Adding to your list of checkbook-draining checkboxes is the availability of 11 new or improved safety systems. We sampled as many of these as we could, but, given our jet lag, we only remember the most magical and inane. These included a lane-keeping feature that rather lethargically applies the brakes to force you back over the yellow lines when you stray during retweeting; a daytime, front-view camera that displays on the infotainment screen everything that you already see out of your windshield; and, an autonomous self-parking system that allows the car to maneuver you eerily, without wheel or brake contact, into a parallel or perpendicular spot by way of an inscrutable and sluggardly protocol that will indubitably incite the irritation, murder, and/or loss of available parking spots of the very urban dwellers to whom it is most likely to appeal.

There is also a pedestrian avoidance system, but it could not be tested due to the fact that the appointed pedestrian dummies kept moving erratically, like real pedestrians, in the high Spanish winds, and properly dumb humans could not be found to act as targets in their stead, none of which exactly inspired confidence.

Confused by all of these options? Don’t be.

Because while all of these iterations will be properly vault-like, and durable, and surprisingly efficient, and kitted out with exquisite interiors crafted from quality materials, the car you really want is the E63 S AMG. Available as a sedan and a near-mythical wagon, this über-E houses under its bonnet a 585-hp twin-turbo V-8, a 33/67 permanent front/rear all wheel-drive split, a differential lock, an Alcantara steering wheel, chrome and carbon fiber inserts, and the ability to shriek from 0-60 in under 3.5 seconds. (A lesser E63 sedan has “only” 557 hp and rear wheel-drive, but that one is obviously for posers.)
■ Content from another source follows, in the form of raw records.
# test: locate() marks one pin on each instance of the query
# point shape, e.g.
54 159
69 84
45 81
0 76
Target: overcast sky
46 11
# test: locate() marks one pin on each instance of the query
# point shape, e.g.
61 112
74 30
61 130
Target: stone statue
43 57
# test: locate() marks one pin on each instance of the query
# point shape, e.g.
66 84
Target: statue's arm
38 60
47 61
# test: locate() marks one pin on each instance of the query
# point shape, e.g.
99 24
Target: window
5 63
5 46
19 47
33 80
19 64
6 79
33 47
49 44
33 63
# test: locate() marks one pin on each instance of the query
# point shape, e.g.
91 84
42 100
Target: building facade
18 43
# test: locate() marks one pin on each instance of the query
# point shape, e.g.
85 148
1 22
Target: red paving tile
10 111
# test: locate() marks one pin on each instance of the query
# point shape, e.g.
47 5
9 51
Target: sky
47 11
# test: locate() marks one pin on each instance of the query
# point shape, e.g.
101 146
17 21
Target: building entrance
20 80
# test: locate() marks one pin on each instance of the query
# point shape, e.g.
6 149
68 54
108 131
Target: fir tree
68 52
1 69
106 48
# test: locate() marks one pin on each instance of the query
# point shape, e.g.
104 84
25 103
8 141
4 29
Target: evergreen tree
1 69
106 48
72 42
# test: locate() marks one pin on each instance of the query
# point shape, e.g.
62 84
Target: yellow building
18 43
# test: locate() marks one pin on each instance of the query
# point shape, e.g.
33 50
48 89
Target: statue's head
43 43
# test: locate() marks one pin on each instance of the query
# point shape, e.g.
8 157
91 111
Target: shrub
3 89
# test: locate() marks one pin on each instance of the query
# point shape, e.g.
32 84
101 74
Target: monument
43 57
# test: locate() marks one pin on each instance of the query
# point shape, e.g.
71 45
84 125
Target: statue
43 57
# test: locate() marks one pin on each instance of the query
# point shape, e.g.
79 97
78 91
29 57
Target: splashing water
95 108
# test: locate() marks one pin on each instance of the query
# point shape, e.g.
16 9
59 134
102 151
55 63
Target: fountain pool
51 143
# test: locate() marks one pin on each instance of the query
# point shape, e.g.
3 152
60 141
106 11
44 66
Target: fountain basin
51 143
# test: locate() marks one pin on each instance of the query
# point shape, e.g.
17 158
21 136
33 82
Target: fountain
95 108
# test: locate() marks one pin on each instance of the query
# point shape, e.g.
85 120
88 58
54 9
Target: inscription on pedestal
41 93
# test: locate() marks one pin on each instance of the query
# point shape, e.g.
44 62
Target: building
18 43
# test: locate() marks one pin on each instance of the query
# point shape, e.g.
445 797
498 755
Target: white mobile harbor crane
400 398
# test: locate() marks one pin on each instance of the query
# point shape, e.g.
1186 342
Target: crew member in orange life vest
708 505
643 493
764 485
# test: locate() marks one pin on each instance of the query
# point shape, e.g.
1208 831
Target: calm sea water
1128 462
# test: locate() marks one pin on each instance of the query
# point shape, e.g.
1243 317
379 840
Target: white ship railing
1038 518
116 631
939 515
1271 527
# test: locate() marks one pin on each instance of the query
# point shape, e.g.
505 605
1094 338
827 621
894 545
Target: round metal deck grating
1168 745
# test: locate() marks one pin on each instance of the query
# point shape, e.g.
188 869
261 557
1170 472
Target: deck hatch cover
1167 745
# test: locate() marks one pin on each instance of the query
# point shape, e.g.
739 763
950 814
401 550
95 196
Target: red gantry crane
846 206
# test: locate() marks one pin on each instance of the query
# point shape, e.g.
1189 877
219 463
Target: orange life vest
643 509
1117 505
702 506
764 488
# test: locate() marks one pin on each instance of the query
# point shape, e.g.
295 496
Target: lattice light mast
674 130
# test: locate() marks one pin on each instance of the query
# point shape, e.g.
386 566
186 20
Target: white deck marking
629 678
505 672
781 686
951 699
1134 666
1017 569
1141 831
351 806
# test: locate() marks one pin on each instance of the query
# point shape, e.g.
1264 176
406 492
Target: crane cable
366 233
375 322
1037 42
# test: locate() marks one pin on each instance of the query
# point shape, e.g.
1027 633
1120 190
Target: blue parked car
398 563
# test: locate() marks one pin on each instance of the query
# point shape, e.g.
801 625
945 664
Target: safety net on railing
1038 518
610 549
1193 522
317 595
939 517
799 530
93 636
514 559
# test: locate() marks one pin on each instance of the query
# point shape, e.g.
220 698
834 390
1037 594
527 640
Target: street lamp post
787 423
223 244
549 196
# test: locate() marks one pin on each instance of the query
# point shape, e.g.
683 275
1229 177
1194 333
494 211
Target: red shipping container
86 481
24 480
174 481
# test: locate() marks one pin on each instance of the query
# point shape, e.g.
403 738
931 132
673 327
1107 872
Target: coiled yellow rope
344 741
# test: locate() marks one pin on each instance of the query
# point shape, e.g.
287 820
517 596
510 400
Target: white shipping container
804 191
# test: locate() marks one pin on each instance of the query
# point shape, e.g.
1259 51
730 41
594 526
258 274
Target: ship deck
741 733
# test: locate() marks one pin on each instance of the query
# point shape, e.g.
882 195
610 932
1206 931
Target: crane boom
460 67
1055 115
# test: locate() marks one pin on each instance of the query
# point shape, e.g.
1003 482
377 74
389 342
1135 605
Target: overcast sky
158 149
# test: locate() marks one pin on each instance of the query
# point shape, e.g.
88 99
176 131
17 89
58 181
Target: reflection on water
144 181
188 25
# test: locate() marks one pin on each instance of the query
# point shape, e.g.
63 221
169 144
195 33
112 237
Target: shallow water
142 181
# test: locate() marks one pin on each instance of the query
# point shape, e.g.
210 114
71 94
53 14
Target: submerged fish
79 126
All of the Es are wonderfully solid, stolid, and competent — as an E-Class is supposed to be. But only the E63 had the iron to iron out the hairpin turns and bending sweepers that run up and around the saw-tooth Catalonian mountains on which we were privileged to drive. When our monster V-8-drawn caravan — or what was left of it after intervention by the Spanish police — completed its course, we left behind us a fantastically smooth wake, one that could only have been created by this newly smoothed-out vehicle.